Ghana’s worsening debt situation forced gov’t to IMF
The government had earlier explained that it sought financial assistance from the International Monetary Fund due to various factors such as Ghana’s alarming debt situation, Covid-19 pandemic, adverse effects of the Russia-Ukraine war, the banking sector clean-up, and the energy sector’s excess capacity payments.
While speaking at the launch of two new high-level information technology programmes at Accra Business School at Baatson in Accra in July 2022, Vice President, Dr. Mahamudu Bawumia, acknowledged that the government faced limited options for generating sufficient revenue amid the worsening economic challenges, which ultimately led to the decision to seek support from the IMF.
“In the midst of this global crisis, Ghana’s fiscal and debt sustainability has worsened. Some commentators have argued that the expenditures by government alone could not be the reason for the large increase in the fiscal deficit of the debt stock. In fact, they are right.”
“Covid-19 expenditures alone were not the reason for the increase in Ghana’s debt stock by the end of 2021. In fact, as I stated in my April 7th lecture, in addition to COVID-19, there were two major items of expenditure that are critical to understanding the evolution of the fiscal deficit and the debt stock: the Banking Sector Clean-up (GH¢25 billion) and the Energy Sector Excess Capacity payments (GH¢ 7 billion),” he explained.
IMF deal will spur economic growth – Akufo-Addo
President Nana Addo Dankwa Akufo-Addo had also expressed confidence in Ghana’s engagement with the International Monetary Fund, emphasizing its role in stabilizing the economy and promoting growth.
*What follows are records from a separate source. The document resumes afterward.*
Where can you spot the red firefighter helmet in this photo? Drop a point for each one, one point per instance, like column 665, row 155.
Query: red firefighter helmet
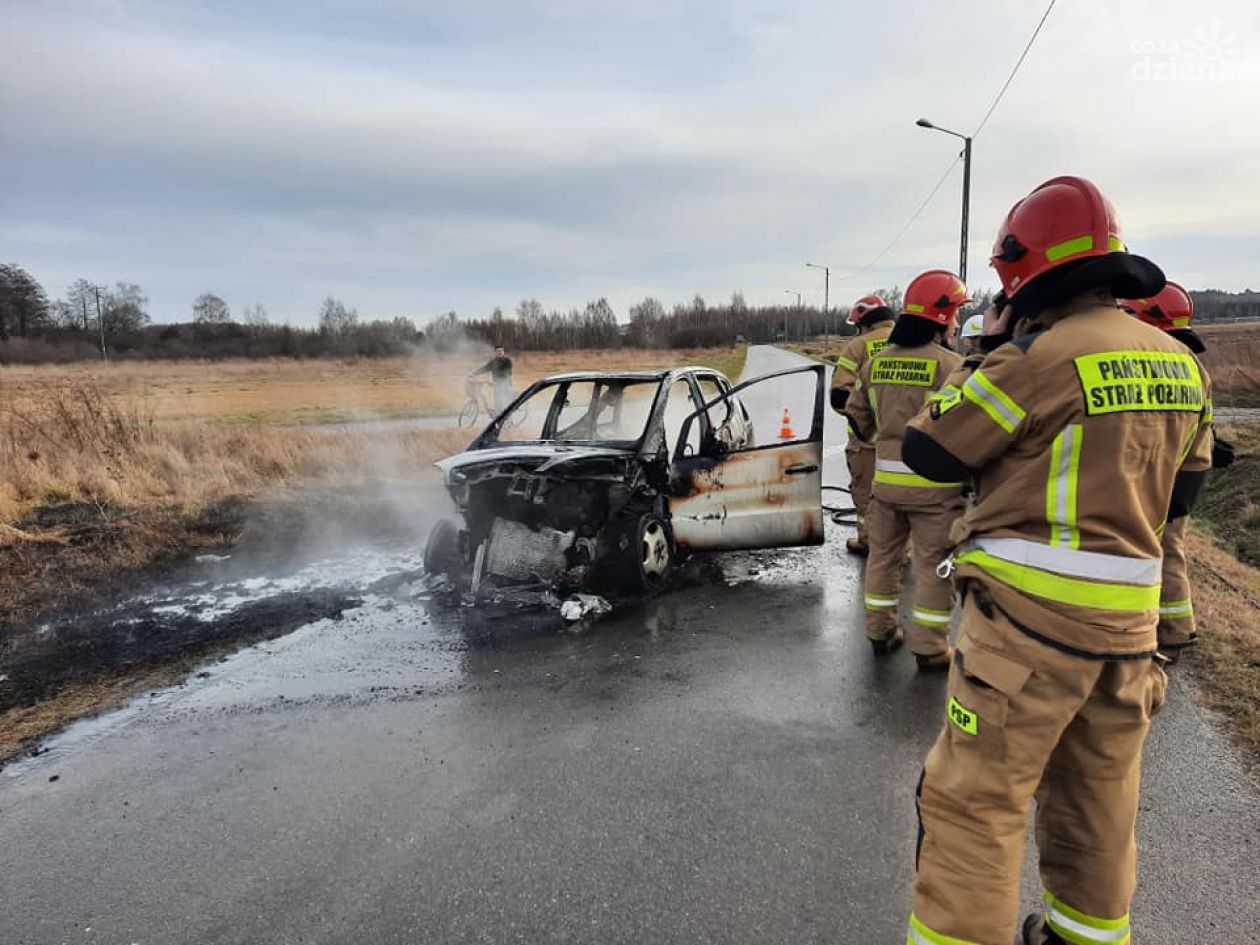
column 1062, row 221
column 1169, row 309
column 864, row 305
column 935, row 295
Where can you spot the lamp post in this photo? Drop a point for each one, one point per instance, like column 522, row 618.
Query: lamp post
column 967, row 188
column 790, row 291
column 827, row 297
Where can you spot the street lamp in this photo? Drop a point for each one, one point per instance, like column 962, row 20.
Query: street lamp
column 967, row 188
column 790, row 291
column 827, row 296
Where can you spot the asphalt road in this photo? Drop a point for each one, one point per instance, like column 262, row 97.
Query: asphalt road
column 725, row 764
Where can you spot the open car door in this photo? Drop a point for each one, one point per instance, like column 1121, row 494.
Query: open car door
column 765, row 490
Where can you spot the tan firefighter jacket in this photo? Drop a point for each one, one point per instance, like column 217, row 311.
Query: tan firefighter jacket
column 891, row 388
column 1077, row 432
column 853, row 357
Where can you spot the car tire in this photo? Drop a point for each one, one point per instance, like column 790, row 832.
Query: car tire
column 647, row 553
column 442, row 549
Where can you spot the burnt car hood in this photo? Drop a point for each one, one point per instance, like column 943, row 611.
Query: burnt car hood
column 537, row 458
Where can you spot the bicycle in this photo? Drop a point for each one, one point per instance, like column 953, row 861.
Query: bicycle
column 478, row 403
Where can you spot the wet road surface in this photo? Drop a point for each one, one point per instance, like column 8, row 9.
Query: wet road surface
column 723, row 764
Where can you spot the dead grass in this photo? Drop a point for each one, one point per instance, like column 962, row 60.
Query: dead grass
column 117, row 468
column 281, row 391
column 1226, row 663
column 1232, row 359
column 83, row 445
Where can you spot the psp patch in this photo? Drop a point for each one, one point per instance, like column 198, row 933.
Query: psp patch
column 944, row 401
column 963, row 717
column 1116, row 382
column 875, row 345
column 915, row 372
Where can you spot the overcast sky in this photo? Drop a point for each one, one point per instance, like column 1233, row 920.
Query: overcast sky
column 412, row 156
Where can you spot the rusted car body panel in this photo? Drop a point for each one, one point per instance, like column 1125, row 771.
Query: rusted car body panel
column 555, row 508
column 751, row 500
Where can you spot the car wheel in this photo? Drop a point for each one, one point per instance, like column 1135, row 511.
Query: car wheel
column 648, row 553
column 442, row 549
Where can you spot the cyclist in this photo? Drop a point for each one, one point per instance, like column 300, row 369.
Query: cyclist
column 499, row 368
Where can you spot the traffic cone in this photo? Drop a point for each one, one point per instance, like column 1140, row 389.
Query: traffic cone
column 785, row 430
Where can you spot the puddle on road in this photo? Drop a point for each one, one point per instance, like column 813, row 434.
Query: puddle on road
column 400, row 638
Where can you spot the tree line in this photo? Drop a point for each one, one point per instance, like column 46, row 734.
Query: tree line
column 114, row 321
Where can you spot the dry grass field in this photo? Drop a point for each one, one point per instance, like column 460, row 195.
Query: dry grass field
column 110, row 468
column 1232, row 359
column 141, row 432
column 281, row 391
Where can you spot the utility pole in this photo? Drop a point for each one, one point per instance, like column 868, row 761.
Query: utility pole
column 827, row 299
column 791, row 291
column 967, row 189
column 100, row 320
column 967, row 207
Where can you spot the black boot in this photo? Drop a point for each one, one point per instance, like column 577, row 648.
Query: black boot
column 1037, row 933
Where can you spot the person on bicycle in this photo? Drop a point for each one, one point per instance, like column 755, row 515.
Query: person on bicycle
column 499, row 368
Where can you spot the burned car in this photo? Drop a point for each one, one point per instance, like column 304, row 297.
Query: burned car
column 604, row 479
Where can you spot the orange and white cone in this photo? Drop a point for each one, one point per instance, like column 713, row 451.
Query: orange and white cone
column 785, row 430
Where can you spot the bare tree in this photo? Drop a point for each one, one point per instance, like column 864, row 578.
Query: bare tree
column 24, row 306
column 125, row 309
column 335, row 319
column 78, row 309
column 211, row 310
column 255, row 316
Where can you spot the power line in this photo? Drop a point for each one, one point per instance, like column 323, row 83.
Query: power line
column 944, row 177
column 910, row 222
column 1011, row 77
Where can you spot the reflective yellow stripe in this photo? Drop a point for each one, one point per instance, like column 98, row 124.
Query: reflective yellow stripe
column 1075, row 591
column 1174, row 610
column 993, row 401
column 1080, row 245
column 1070, row 247
column 897, row 473
column 915, row 372
column 1125, row 381
column 919, row 934
column 911, row 480
column 1118, row 568
column 1084, row 929
column 1065, row 468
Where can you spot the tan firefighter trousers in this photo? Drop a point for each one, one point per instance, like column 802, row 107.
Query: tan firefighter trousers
column 890, row 527
column 1023, row 717
column 861, row 460
column 1176, row 609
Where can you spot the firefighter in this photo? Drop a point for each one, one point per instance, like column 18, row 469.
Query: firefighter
column 873, row 319
column 1085, row 432
column 1172, row 310
column 892, row 387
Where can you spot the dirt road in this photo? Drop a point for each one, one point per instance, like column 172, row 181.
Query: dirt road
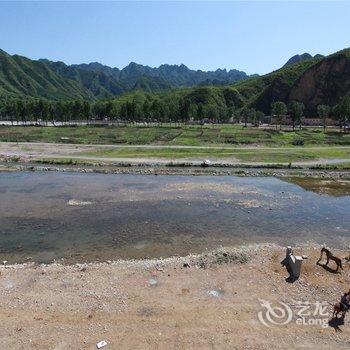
column 180, row 303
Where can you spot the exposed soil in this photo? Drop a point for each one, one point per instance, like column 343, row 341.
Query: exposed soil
column 196, row 302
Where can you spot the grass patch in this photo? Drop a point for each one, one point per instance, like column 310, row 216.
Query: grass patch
column 173, row 135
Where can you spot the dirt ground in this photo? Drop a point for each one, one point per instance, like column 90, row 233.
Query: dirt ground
column 195, row 302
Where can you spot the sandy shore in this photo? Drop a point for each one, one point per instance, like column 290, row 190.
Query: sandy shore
column 195, row 302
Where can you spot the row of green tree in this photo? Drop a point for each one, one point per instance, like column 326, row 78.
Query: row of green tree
column 154, row 110
column 340, row 112
column 196, row 107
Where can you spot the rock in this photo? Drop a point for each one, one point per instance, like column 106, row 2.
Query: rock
column 101, row 344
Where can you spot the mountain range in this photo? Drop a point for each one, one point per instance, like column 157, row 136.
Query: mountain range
column 20, row 76
column 312, row 80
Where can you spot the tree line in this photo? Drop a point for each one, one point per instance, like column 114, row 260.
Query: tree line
column 159, row 110
column 340, row 112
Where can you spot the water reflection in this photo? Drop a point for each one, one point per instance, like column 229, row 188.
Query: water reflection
column 86, row 217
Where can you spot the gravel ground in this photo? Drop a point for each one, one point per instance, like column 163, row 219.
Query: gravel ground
column 209, row 301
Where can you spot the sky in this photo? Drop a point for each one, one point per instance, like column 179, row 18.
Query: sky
column 256, row 37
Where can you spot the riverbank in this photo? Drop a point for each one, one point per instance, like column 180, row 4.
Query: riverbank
column 194, row 302
column 331, row 172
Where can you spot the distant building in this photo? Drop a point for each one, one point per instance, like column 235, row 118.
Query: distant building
column 287, row 120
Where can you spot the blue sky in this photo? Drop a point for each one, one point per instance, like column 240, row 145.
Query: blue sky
column 256, row 37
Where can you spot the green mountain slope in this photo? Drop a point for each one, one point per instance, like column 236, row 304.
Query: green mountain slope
column 20, row 76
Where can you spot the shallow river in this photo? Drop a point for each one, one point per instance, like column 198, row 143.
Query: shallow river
column 88, row 217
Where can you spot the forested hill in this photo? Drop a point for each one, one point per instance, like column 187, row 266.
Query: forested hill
column 167, row 92
column 20, row 76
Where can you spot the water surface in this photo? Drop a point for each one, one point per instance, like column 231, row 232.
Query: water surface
column 88, row 217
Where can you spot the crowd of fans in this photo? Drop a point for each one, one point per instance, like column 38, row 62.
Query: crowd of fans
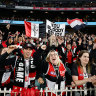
column 71, row 52
column 49, row 3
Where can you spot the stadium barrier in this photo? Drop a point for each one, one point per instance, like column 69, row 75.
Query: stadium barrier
column 45, row 92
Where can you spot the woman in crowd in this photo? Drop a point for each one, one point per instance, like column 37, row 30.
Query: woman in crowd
column 81, row 69
column 54, row 71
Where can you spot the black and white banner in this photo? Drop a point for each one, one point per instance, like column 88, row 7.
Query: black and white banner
column 57, row 29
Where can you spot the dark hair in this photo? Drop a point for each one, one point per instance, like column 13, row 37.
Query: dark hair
column 79, row 55
column 79, row 62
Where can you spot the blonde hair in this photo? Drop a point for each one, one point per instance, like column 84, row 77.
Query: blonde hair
column 48, row 57
column 50, row 40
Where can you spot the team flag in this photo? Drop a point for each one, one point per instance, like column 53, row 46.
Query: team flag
column 76, row 23
column 53, row 28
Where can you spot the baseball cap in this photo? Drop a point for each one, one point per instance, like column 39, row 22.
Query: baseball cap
column 27, row 45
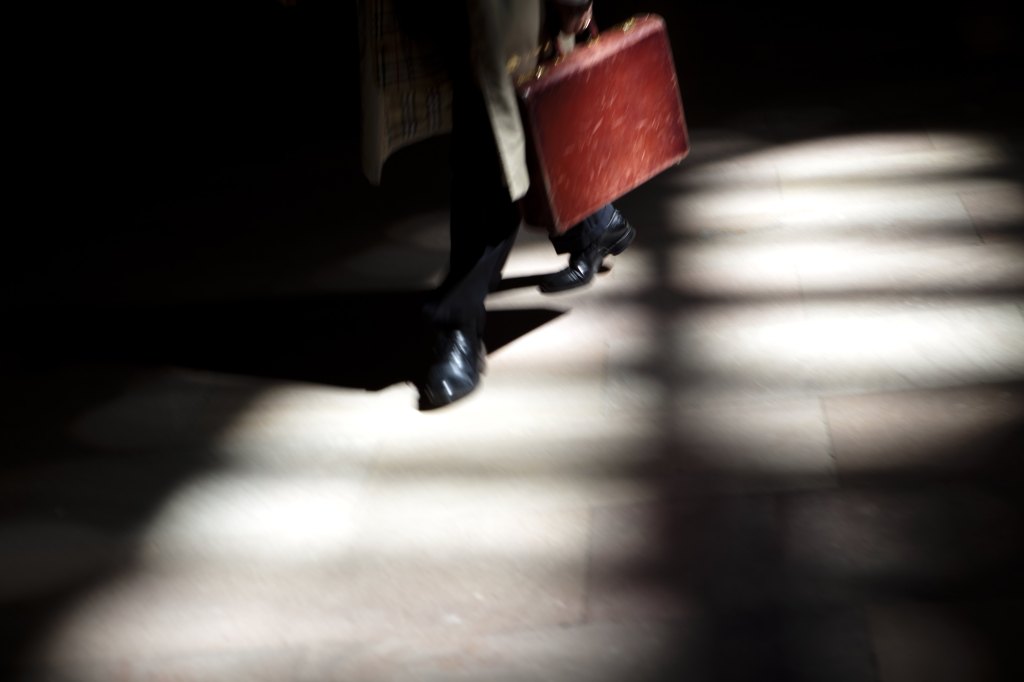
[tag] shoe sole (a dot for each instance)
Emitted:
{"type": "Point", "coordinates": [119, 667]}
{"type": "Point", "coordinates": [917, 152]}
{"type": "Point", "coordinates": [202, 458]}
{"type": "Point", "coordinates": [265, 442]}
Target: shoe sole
{"type": "Point", "coordinates": [616, 248]}
{"type": "Point", "coordinates": [429, 401]}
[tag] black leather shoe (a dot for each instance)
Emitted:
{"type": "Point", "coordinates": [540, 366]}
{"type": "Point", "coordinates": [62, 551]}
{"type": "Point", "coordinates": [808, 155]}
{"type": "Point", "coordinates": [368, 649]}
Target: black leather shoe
{"type": "Point", "coordinates": [585, 264]}
{"type": "Point", "coordinates": [455, 371]}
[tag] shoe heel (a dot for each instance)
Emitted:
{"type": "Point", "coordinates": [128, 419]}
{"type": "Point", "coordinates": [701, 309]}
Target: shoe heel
{"type": "Point", "coordinates": [624, 242]}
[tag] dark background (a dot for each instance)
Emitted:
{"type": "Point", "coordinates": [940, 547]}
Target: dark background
{"type": "Point", "coordinates": [118, 109]}
{"type": "Point", "coordinates": [181, 153]}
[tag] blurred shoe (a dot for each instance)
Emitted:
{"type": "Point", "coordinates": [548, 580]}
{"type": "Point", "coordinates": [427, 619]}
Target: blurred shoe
{"type": "Point", "coordinates": [585, 264]}
{"type": "Point", "coordinates": [457, 365]}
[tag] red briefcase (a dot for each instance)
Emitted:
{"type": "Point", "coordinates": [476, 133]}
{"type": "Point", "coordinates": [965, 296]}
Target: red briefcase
{"type": "Point", "coordinates": [600, 122]}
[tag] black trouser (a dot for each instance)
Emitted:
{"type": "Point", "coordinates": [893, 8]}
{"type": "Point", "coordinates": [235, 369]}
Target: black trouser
{"type": "Point", "coordinates": [484, 219]}
{"type": "Point", "coordinates": [581, 236]}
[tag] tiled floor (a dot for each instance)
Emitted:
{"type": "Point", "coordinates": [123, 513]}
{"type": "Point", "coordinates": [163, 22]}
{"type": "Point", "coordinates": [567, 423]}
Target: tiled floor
{"type": "Point", "coordinates": [779, 439]}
During the Abu Dhabi Sustainability Week in Dubai, Nana Akufo-Addo remained optimistic about the future of Ghana.
“We are working to grow the economy to a much faster rate this year our target being a 5.6 percent GDP growth rate. To enhance the prospect of a win-win situation for the private sector and the country in our case, we see our collaboration with the IMF to repair in the short term our public finance and give credibility to our balance of payment which has taken a severe hit in very recent times.”
“I am very confident that we will emerge from this as a stronger and more resilient economy and advance towards our goal of reaching the Ghana Beyond Aid [agenda].”